Not that anyone will care, but to understand me you have to understand this:
I was raised by Christian Protestant fundamentalists, the youngest of 4 by 10 years. Although I resent the church and the theology I desperately tried to make myself believe, I am grateful for their teachings of serving and loving others, even if they contradicted themselves when they told me to fear the evil nature of humanity.

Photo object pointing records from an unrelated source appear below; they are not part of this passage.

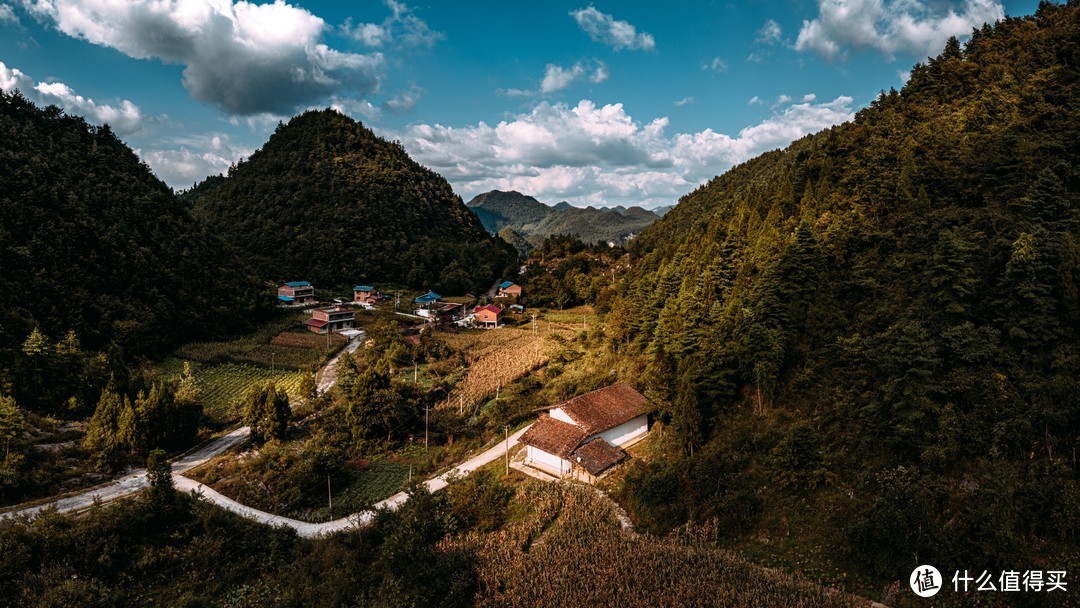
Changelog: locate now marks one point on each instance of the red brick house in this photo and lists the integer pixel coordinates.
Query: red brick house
(488, 315)
(328, 320)
(584, 437)
(296, 293)
(365, 294)
(509, 289)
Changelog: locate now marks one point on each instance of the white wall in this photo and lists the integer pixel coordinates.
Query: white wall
(557, 414)
(625, 432)
(548, 461)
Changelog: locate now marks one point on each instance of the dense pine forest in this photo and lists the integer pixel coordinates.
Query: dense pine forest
(328, 201)
(869, 342)
(98, 256)
(863, 351)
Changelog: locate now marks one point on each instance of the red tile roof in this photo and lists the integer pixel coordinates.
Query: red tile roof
(553, 436)
(597, 456)
(606, 408)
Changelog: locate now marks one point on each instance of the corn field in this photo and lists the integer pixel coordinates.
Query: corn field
(221, 387)
(496, 359)
(569, 551)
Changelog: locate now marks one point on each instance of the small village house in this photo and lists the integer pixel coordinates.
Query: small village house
(296, 293)
(584, 437)
(509, 289)
(365, 294)
(426, 302)
(488, 316)
(331, 320)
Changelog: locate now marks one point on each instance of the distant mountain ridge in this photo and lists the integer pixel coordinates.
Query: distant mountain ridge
(327, 201)
(532, 221)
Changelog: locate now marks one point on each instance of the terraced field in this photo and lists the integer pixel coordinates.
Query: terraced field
(223, 386)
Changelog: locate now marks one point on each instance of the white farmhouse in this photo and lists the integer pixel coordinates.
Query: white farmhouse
(584, 436)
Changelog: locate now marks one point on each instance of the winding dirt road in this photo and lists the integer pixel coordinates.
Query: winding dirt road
(137, 481)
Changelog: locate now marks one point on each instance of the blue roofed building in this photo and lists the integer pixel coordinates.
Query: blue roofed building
(296, 293)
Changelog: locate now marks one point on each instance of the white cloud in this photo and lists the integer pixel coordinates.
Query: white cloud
(769, 34)
(13, 78)
(123, 118)
(517, 92)
(403, 102)
(601, 75)
(618, 35)
(402, 27)
(716, 65)
(8, 14)
(891, 26)
(557, 78)
(589, 153)
(193, 159)
(241, 57)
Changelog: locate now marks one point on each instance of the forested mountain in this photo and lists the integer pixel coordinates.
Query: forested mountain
(327, 201)
(534, 221)
(91, 242)
(869, 341)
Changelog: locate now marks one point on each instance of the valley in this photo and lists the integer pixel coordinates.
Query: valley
(324, 379)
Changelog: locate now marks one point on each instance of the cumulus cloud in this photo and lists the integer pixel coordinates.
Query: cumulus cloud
(123, 118)
(557, 78)
(589, 153)
(402, 27)
(193, 159)
(601, 75)
(239, 56)
(715, 64)
(618, 35)
(891, 26)
(403, 102)
(769, 32)
(8, 14)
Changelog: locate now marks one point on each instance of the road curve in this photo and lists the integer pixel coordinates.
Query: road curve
(308, 529)
(135, 481)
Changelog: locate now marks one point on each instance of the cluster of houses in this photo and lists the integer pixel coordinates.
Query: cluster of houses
(430, 306)
(585, 437)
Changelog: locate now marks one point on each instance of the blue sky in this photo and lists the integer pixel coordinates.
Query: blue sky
(606, 103)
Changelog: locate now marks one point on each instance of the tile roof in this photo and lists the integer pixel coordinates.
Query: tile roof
(606, 408)
(597, 456)
(553, 436)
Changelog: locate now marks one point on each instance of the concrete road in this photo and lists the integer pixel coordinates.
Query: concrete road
(135, 481)
(307, 529)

I was named after my grandma, who lived with me for 11 years of my childhood and remained ever trusting and kind as she fell victim to dementia. By the time I was 8 my parents seemed to have tired from raising 4 kids and intensively caring for a 90 year old woman, and I was free to bike miles across town to the library unsupervised, and patch myself up when I fell and bled, and lock myself in my room to read every spare hour of the day. I would read while I ate breakfast, I would read while brushing my teeth, I would read and I wouldn’t hear it if someone called my name. I discovered the internet soon after and unfortunately the curiosities it offered won out over literature. When the internet taught me I wouldn’t live forever in heaven under the tree of life with Teddy Roosevelt and my grandpa, I was on my own to process and panic and pretend to pray.

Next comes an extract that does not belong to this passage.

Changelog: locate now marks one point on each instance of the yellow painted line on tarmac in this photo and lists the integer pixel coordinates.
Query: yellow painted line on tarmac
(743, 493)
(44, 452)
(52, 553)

My family came from Norway, across Canada, down to Northern Idaho to work in the lumber yards, and finally to Oregon when starvation wages hit the shop teachers. My mom grew up on elk tongue sandwiches and I was never allowed to leave a plate full.
I always struggled with friendships, not because people didn’t like me but because I have a tendency for isolating myself. The people I love most tend to be strange and upfront and vulnerable. And I do love my family, but more than anything I want to be independent and meet many strange and upfront people who will lead me to adventure. I am almost 20 and I am an artist. I have no tattoos and I am reckoning with my potential.